Atravesada por los intereses nacionales, además de no contar con los instrumentos adecuados, la ue carece de una política común para afrontar la situación, que sería lo mínimo exigible
En el campo de refugiados, la atmósfera tiene el rostro duro y exhausto de una anciana prostituta maldiciendo entre ataques de tos. Podría ser el cielo; podría ser el infierno, como dice la canción de The Eagles; pero no, no es ni lo uno ni lo otro, sino un lugar para refugiados en el que te encuentras a personas vestidas con pantalones de chándal y sudadera, botas, barba de varios días, mochila al hombro y arrebujadas en una manta de alguna ONG.
En el interior, nos saluda una espesa alfombra de hojas húmedas amalgamada con barro pegajoso de varios días.

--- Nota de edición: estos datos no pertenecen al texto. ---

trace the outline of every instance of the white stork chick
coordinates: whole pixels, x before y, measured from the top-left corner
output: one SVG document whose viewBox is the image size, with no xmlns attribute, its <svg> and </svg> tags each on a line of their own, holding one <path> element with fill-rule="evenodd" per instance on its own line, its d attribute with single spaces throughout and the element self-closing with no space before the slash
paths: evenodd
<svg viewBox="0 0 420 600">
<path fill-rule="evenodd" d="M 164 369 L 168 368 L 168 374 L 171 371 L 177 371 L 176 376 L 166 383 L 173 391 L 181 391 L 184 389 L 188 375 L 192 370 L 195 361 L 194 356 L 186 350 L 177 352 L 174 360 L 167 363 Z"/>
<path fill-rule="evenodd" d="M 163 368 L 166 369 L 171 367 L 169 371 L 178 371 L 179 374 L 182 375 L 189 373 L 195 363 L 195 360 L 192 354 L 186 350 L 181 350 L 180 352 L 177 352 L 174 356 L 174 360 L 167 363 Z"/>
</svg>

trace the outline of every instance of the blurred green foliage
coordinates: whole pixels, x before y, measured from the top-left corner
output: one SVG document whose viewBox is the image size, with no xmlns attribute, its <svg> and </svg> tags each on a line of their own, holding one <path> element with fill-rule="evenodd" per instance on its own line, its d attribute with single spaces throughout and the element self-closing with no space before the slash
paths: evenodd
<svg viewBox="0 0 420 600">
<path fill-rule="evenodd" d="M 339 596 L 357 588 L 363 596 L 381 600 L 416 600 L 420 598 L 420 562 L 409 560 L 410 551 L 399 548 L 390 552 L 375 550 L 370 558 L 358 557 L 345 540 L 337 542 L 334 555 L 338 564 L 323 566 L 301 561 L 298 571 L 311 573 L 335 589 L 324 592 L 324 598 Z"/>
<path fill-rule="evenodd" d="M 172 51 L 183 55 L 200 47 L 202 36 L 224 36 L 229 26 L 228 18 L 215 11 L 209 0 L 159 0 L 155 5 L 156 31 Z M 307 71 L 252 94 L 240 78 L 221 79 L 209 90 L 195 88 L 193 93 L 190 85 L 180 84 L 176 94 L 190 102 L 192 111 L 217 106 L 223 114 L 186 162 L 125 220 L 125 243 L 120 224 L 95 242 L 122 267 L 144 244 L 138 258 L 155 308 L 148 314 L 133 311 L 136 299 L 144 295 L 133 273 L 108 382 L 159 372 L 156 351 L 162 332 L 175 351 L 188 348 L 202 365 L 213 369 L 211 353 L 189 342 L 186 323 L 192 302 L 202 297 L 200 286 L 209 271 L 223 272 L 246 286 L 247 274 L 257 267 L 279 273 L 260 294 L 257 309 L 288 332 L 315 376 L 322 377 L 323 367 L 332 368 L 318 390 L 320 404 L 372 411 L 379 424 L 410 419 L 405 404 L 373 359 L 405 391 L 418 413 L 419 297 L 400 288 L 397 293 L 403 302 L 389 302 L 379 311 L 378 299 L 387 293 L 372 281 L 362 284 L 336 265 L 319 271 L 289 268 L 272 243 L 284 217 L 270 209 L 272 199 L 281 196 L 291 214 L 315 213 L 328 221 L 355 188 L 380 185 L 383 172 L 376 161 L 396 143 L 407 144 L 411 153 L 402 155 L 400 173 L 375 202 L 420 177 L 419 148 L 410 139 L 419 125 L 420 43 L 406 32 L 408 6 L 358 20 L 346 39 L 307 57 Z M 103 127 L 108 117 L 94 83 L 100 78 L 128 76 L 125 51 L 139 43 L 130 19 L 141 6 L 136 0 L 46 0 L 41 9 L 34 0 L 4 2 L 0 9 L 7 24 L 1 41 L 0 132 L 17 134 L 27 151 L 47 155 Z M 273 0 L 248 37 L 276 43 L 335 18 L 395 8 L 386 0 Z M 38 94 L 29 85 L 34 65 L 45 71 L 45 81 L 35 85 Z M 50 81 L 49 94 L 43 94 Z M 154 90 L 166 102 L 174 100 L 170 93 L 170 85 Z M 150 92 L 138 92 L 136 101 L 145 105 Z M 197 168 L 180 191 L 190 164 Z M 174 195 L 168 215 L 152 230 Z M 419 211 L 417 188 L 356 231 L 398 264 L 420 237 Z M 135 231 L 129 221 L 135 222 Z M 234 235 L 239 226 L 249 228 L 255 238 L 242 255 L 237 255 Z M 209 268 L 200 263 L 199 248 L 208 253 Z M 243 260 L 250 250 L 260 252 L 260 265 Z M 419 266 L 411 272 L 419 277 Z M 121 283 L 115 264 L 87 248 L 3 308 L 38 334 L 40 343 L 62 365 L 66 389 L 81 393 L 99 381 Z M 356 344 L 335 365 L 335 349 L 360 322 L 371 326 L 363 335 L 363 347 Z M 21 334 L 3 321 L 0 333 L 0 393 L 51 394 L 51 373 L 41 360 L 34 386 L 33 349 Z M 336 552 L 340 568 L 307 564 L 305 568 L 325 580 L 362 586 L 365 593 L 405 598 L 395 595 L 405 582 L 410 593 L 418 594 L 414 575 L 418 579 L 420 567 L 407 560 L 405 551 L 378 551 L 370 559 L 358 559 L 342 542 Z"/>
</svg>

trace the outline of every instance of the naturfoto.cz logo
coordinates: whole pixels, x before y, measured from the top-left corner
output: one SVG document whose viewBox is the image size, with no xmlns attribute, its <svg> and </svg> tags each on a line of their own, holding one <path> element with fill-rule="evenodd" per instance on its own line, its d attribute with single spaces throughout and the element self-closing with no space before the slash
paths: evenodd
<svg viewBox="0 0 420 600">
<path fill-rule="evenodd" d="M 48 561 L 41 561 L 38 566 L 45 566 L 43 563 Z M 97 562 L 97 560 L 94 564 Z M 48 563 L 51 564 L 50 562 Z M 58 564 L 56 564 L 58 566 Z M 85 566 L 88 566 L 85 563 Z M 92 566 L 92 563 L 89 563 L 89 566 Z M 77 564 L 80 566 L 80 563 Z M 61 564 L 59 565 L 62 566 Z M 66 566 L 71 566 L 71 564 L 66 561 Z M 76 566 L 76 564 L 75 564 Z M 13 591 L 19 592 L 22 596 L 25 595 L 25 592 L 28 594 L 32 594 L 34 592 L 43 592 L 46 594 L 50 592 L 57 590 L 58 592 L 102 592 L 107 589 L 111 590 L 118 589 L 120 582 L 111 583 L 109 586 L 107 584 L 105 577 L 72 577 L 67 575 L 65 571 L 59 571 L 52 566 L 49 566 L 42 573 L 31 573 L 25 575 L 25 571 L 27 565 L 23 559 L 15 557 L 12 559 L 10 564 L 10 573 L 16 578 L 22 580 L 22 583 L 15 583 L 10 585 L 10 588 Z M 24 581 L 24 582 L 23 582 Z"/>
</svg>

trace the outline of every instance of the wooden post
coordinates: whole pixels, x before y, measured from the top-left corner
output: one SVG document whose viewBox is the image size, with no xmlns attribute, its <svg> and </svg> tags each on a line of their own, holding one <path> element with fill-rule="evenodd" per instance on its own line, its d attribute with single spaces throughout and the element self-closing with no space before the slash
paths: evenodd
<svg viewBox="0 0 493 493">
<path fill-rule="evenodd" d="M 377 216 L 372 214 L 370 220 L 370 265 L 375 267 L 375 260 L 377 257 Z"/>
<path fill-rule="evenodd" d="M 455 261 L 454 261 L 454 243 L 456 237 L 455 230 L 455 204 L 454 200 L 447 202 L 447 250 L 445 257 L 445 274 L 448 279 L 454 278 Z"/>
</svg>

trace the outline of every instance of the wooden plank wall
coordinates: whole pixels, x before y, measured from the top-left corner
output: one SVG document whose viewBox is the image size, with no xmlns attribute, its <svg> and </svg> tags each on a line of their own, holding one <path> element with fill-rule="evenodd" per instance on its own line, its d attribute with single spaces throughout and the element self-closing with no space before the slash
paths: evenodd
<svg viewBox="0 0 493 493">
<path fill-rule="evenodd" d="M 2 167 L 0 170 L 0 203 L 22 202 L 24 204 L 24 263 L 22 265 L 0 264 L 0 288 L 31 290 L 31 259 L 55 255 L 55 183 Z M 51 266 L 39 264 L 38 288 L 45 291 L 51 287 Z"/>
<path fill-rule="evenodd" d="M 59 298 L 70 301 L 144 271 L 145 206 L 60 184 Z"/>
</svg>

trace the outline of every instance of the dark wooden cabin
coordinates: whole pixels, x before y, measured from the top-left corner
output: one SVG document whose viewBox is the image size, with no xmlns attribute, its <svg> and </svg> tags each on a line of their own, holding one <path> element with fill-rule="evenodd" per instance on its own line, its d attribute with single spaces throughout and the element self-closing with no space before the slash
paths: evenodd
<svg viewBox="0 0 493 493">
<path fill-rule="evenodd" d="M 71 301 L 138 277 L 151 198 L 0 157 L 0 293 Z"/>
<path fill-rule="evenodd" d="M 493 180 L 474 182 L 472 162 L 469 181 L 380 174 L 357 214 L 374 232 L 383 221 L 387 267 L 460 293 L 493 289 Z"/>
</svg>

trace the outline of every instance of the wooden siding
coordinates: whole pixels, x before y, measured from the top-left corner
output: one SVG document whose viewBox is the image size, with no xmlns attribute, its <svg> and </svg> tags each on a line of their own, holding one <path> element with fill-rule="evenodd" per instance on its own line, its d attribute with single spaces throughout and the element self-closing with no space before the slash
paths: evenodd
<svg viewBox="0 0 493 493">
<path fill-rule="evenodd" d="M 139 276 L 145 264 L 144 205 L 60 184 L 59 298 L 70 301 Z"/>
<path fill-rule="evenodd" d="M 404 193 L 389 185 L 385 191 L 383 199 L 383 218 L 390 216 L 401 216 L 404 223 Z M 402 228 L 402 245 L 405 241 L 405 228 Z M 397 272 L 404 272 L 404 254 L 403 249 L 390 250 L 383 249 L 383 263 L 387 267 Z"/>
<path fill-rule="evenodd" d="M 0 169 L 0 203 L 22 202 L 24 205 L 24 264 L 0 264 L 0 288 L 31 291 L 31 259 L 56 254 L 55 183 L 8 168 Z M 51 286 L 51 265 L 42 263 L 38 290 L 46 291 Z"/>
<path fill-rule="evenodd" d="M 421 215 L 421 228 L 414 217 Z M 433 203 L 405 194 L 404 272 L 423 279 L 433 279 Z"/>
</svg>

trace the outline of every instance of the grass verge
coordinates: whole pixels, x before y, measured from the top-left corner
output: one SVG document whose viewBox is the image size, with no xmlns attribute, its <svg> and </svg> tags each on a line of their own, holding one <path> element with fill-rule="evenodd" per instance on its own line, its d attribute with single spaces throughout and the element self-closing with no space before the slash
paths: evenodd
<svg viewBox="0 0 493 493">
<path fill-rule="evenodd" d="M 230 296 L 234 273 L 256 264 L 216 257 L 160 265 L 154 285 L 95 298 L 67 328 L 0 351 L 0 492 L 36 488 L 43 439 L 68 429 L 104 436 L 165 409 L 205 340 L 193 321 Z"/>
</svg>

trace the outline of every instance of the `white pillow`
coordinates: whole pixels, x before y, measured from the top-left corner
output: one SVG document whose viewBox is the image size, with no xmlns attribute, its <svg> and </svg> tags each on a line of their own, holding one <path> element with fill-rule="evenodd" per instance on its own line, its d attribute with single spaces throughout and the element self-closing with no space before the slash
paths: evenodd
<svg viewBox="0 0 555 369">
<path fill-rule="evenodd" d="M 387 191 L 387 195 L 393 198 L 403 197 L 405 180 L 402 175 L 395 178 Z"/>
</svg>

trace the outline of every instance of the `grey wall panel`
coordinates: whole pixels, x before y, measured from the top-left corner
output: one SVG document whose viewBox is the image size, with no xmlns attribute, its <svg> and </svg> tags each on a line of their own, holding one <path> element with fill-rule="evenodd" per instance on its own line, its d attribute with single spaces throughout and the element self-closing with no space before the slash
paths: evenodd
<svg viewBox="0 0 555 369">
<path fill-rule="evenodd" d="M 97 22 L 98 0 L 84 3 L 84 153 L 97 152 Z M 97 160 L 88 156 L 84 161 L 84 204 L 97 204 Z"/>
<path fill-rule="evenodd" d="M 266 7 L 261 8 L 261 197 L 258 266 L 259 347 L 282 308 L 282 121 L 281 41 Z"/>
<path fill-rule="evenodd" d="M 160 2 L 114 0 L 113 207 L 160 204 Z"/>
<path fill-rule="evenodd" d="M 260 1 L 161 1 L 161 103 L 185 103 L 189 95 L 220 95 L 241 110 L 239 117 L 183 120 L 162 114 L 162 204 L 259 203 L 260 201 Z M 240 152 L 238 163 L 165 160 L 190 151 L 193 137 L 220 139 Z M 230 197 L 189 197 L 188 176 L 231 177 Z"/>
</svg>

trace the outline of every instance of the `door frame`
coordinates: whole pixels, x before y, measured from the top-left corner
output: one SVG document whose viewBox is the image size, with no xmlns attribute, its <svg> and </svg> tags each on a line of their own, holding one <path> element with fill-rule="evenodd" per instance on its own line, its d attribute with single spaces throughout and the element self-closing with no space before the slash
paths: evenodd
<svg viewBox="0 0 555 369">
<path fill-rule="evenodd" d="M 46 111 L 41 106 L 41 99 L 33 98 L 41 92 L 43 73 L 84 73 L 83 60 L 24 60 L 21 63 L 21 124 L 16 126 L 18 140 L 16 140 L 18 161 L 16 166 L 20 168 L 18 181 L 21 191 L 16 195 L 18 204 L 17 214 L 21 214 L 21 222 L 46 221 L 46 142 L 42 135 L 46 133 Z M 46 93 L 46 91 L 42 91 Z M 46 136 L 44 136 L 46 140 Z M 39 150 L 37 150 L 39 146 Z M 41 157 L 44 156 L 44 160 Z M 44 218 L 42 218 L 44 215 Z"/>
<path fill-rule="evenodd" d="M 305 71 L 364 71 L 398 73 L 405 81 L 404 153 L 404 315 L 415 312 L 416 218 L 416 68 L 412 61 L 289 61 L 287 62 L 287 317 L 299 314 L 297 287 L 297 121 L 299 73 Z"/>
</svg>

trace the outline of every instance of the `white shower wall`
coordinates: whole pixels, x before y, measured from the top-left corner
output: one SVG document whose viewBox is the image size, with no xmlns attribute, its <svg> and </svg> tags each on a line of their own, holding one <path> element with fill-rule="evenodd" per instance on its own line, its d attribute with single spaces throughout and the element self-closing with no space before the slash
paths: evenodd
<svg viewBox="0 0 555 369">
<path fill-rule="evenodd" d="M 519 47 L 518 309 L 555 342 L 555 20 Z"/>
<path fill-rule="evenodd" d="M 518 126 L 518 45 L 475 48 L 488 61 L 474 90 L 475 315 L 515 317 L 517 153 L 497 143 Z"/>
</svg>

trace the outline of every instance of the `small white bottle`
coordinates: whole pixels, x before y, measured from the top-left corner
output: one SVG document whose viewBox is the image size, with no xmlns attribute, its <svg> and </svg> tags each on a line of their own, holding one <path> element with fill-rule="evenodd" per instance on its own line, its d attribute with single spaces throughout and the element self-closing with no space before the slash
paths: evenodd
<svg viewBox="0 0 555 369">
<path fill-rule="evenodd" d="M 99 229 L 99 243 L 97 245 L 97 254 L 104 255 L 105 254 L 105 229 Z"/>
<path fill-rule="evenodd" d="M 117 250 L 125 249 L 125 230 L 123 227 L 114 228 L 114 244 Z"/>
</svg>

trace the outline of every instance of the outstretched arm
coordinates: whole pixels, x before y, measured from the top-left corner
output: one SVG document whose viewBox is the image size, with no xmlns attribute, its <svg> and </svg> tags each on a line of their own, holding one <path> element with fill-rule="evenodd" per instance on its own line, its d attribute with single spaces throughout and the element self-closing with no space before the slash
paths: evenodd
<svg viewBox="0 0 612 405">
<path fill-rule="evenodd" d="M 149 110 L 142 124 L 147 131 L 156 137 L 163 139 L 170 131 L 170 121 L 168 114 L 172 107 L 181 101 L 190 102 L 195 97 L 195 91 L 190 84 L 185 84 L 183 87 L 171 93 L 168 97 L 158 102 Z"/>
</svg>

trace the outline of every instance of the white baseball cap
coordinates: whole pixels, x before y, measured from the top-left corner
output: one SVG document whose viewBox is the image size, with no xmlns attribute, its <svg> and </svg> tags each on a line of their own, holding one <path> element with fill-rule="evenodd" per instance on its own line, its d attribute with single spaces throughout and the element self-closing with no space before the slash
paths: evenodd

Los hombres con la barba descuidada tienen la mirada de vidrio, ausente. Y a las mujeres se le han helado las lágrimas antes de derramarse. Los niños y niñas, embutidos en grandes pijamas, tienen el rostro lívido por el frío y apenas encuentran aliento para el juego, aunque corretean de un lado a otro sin separarse mucho de sus familiares.
Esos semblantes exhortantes, asustadizos y ásperos son imposibles de imitar. Han cruzado, en tres semanas, no pocas fronteras de varios países: Turquía, Grecia, Macedonia, Serbia, Croacia… pero, sin duda, la más triste de todas, la de la derrota, todavía no la han interiorizado. Saben muy bien que la primera regla de la supervivencia es crear un mundo de posibilidades con apenas un haz de esperanza. Mas esta falta de acuerdo de la Unión los arrastrará, no sabemos si al cielo o al infierno, pero en ambos casos, estamos seguros de que ambos lugares no son territorios espirituales sino físicos que guardan relación con lo que ocurre en determinadas zonas del mundo.
Los campos de refugiados son una advertencia de que cuanto mayor es la oscuridad, menos racional y más terrorífica se vuelve la respuesta. Deberíamos haber aprendido esta lección tras los atentados de París y Bruselas.